Baseball Prospectus - Chat with Jonathan Judge

Chat: Jonathan Judge

Welcome to Baseball Prospectus' Tuesday December 04, 2018 9:00 PM ET chat session with Jonathan Judge.

Jonathan is the lead statistical developer at Baseball Prospectus, and the driving force behind our new DRC+ metric.

Jonathan Judge: Hi Everybody! Thanks for joining us.

jmor1717 (Right near da beach): When sorting DRC+ leaders, is it possible to see 3 year trends?

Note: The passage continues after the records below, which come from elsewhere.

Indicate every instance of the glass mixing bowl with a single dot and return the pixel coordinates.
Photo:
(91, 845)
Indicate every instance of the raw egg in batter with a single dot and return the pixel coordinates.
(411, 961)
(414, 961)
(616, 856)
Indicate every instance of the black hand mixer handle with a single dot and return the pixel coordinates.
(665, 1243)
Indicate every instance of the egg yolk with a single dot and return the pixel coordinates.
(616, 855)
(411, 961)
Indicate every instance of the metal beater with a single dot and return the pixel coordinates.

Jonathan Judge: In terms of individual players, you can certainly see their trends on their player card. In terms of grouping by collections of seasons at one time, we don't offer that on the site at the moment although you could certainly do that on your own if you downloaded a few seasons of the data.

Al (DRC): How should we treat minor league DRC+? Is it scaled to what a minor leaguer would be expected to do at the major league level, or it’s just another way to evaluate minor league performance?

Jonathan Judge: Right now it is only scaled to the performance of others at the same league, without considering major league equivalent or age of the minor leaguer. We've been talking about trying to incorporate those, although it is tough to figure out how. Perhaps create yet another metric that is a DRC equivalent.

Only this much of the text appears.